In other words, Apple has enough clout with its mobile devices that it doesn't need to worry about relying on Flash.
It appears that Adobe's criticisms that Apple is closed also raised Jobs' hackles.
"Adobe claims that we are a closed system and that Flash is open, but in fact, the opposite is true," Jobs said.
Plenty of developers and others in the industry disagree with Jobs that Apple's system is open, though. Most notably, Apple controls the App Store, the sole authorized mechanism to add applications to an iPhone.
But Jobs rightly points out that Apple's work with HTML5 and other "Open Web" standards is open. Apple has helped nurture many new standards with WebKit, the open-source browser engine underlying Apple's Safari and Google's Chrome--and used alongside Flash in another Adobe programming foundation called AIR (the Adobe Integrated Runtime).
Google, a Web powerhouse, is a strong believer in the Web as an applications foundation, and to that end, it is funding work on HTML5 and related standards for Chrome and Chrome OS, and using them in its online services. The Open Web work is even attracting some degree of support from Microsoft, which has pledged HTML5 support in Internet Explorer 9.
It'll take a long time for all the Open Web standards to mature. Many of them are still under development--on Tuesday, Firefox backer Mozilla said it's holding off one new HTML feature called WebSockets until the technology settles down. It will take time for the standards to be hammered out, more time for them to show up in browsers, more time for people to upgrade, and more time for developers to learn and embrace the technology.

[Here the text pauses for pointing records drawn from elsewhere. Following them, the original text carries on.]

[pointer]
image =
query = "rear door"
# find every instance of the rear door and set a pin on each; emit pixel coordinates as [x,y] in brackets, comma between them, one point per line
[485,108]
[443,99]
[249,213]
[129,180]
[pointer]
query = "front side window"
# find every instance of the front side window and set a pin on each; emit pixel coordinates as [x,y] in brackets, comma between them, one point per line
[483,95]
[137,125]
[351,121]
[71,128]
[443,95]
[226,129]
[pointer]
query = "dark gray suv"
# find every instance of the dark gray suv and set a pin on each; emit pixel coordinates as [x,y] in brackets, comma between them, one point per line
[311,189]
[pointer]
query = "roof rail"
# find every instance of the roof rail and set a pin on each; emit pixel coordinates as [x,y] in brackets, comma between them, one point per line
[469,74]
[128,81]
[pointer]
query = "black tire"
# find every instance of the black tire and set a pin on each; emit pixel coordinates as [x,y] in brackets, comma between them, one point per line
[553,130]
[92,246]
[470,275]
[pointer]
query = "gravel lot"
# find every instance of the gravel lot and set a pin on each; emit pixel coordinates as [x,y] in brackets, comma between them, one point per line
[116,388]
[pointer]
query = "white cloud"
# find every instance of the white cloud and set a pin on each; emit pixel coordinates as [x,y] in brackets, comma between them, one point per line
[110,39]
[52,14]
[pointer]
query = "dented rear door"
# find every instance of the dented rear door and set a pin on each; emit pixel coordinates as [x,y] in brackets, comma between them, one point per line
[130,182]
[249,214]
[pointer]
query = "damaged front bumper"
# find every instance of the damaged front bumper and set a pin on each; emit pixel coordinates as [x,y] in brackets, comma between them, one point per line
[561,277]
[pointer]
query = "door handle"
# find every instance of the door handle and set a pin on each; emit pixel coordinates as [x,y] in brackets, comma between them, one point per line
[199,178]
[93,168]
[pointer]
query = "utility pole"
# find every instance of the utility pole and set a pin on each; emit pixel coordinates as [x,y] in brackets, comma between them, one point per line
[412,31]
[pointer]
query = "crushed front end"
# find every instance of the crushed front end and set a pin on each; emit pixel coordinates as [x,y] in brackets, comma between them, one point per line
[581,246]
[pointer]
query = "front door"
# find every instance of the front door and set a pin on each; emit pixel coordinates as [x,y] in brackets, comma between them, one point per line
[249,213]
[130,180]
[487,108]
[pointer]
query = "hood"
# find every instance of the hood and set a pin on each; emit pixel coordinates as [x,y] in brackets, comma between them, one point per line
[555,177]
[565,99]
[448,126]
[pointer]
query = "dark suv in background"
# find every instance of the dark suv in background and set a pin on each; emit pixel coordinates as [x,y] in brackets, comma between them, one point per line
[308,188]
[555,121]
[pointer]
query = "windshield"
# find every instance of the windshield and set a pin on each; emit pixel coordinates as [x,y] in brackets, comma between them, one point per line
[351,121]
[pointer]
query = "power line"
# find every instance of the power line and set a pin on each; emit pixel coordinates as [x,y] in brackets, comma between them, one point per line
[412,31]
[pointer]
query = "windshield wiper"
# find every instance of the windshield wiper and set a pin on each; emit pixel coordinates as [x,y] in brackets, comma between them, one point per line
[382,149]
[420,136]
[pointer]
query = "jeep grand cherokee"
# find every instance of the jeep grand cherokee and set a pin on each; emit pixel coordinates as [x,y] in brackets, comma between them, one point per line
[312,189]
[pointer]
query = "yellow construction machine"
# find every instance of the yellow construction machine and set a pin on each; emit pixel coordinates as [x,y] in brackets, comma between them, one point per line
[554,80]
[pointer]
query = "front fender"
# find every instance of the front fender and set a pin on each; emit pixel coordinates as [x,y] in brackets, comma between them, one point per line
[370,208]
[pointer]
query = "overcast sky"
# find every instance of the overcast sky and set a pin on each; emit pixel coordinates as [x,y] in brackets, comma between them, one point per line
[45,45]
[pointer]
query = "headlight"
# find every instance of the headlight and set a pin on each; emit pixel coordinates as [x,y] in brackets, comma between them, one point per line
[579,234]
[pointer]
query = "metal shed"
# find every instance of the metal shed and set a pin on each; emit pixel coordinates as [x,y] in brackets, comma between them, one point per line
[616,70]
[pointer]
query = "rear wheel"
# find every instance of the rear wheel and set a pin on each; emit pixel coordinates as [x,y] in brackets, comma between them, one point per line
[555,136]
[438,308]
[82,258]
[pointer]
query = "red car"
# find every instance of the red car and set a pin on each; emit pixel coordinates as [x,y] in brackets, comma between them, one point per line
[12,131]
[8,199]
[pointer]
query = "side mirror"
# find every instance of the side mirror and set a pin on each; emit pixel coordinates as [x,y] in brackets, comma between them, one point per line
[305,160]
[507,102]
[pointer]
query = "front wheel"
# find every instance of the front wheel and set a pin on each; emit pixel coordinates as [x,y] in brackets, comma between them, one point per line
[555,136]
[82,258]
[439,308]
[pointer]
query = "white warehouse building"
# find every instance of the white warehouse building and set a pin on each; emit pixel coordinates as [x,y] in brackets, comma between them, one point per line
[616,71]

In the meantime, Flash is understood by many programmers, and it is widely, if not universally, deployed. Adobe isn't standing still, either.
But Apple is willing to take a stand, as it did with ditching floppy drives, supporting FireWire, and dumping DVI in favor of DisplayPort video connectors. Not all Apple's initiatives succeed, but Apple's influence today is stronger than it has been in years. So although Flash developers won't ditch Adobe tomorrow, Jobs' letter should be taken seriously.
Updated at 7:11 a.m. and 9:06 a.m. PDT with further details. Updated at 12:21 p.m. PDT with Adobe CEO's comments to The Wall Street Journal.